Despite repeated calls by Railway Minister Mamata Banerjee to start talks with the Naxals, the government and security establishments have not come to the table so far because they feel the ongoing crackdown may just be able to break the backbone of the rebel movement.
Going by the government data, after the huge setback at Dantewada in Chhattisgarh in April, when an entire company of the Central Reserve Police Force (CRPF) was ambushed and killed by the ‘red brigade’, security forces had not only managed to hit back hard but also recovered huge cache of arms and explosives from the Naxals.
Sources in CRPF revealed that since May paramilitary personnel had killed at least 24 Naxal commanders and had also arrested 350 armed cadre, especially in West Bengal and Jharkhand, two of the worst-hit states. The security forces have recovered around 432 kilograms of explosives, 135 rifles that were stolen from state police and paramilitary forces, 2,720 rounds of live ammunition and 43 grenades.
“It is true that they (Naxals) were flying high after the Dantewada attack, but we have managed to bring them back on the ground. The killing of Naxal leader Azad last month was the biggest setback for them in recent times since he was involved with the movement from the beginning,” said a senior CRPF officer associated with anti-Naxal operations.
While Azad, a ‘politburo member’ of the banned CPI (Maoist), was gunned down, another naxal ‘commander’ Rajesh Munda, a close ally of Kishenji, was also nabbed by the security forces. During the crackdown on the rebels in July, zonal military commander of Lalgarh, Sidhu Soren, who was in charge of planning and carrying out most of the attacks in West Bengal, was also gunned down.
Senior officials also said that at least six politburo members of the CPI (Maoist) had either been killed or arrested so far by the security forces and any further loss to the party would be a huge dent on its leadership.
“It (CPI-Maoist) is a well-structured party with politburo members, central committee members, zonal commanders, district commanders and dalam commanders.
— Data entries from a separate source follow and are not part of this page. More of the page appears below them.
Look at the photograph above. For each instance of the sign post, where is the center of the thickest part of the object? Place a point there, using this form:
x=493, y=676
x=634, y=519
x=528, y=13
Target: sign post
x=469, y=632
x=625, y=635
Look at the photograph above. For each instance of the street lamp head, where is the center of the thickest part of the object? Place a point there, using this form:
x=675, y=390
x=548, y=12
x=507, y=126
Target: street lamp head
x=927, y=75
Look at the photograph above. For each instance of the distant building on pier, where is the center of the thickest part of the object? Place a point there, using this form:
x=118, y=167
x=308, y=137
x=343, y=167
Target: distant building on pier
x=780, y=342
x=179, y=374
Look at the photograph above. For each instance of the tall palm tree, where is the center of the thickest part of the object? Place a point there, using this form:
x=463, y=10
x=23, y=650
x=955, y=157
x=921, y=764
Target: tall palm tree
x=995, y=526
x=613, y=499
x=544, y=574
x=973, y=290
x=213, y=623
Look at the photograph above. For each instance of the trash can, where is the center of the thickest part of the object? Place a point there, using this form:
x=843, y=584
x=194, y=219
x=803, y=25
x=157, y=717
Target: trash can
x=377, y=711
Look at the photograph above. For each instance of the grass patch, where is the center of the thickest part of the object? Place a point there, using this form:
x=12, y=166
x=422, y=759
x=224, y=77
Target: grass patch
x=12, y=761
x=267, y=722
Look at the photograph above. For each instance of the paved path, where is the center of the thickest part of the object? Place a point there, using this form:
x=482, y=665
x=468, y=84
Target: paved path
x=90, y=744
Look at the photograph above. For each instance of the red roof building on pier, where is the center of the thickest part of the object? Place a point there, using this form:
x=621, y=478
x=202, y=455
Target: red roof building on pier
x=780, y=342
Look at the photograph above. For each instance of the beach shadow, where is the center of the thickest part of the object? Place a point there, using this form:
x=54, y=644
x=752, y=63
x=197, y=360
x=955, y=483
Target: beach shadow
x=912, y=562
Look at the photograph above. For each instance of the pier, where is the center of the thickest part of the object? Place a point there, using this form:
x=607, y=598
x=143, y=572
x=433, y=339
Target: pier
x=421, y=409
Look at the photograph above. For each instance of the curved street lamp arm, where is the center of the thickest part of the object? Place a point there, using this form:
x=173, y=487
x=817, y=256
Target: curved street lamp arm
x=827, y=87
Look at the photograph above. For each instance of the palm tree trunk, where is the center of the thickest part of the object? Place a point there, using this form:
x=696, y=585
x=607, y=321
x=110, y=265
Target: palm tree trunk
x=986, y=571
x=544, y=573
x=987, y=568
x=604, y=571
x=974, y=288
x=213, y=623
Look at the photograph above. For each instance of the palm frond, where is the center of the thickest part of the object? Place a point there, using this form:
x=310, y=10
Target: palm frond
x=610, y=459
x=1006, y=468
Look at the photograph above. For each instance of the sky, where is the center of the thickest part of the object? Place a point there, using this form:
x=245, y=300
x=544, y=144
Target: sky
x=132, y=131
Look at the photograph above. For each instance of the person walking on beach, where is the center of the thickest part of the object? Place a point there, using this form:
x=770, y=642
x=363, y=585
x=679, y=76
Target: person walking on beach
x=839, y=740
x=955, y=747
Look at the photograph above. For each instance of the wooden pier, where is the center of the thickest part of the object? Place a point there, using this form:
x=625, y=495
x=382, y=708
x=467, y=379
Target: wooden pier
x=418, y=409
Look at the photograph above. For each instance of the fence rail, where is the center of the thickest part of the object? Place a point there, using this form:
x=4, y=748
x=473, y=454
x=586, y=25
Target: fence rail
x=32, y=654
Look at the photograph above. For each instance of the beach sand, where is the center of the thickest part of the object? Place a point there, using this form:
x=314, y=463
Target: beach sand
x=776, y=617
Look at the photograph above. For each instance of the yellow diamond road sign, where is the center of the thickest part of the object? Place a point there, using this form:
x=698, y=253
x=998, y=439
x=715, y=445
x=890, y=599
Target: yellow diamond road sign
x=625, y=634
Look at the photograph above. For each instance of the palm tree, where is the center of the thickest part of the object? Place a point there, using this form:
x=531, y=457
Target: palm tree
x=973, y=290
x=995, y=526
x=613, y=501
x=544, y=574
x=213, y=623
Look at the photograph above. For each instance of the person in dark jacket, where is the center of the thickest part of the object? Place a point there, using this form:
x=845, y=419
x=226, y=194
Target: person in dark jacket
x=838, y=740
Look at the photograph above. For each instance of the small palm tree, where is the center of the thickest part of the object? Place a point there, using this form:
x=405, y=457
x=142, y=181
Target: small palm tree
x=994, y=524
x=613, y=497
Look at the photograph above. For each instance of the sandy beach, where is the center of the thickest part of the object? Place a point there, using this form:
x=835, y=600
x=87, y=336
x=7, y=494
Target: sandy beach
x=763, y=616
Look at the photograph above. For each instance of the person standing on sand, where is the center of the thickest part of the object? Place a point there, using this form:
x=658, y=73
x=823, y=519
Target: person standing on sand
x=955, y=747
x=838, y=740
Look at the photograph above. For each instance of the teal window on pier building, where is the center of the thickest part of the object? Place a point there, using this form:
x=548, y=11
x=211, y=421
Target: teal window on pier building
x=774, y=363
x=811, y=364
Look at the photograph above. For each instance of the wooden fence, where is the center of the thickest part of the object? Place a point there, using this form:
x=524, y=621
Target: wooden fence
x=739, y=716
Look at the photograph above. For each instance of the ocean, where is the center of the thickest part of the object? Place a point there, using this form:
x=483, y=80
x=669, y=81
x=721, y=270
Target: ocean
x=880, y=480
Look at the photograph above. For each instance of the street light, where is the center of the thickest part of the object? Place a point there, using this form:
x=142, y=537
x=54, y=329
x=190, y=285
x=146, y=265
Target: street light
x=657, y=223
But the new people who are joining the party and promoted up the ladder are not of the same intellectual calibres of those who have been arrested. People like Azad and Pramod Mishra have been involved in the movement for more than three decades,” the officer added.
Meanwhile, the war against the ‘red brigade’ has not progressed without losses suffered by the security forces as well. In the past four months alone, around 42 security personnel had been killed and 16 severely injured in 243 attacks by the rebels or 217 operations by the security forces that were based on specific intelligence inputs.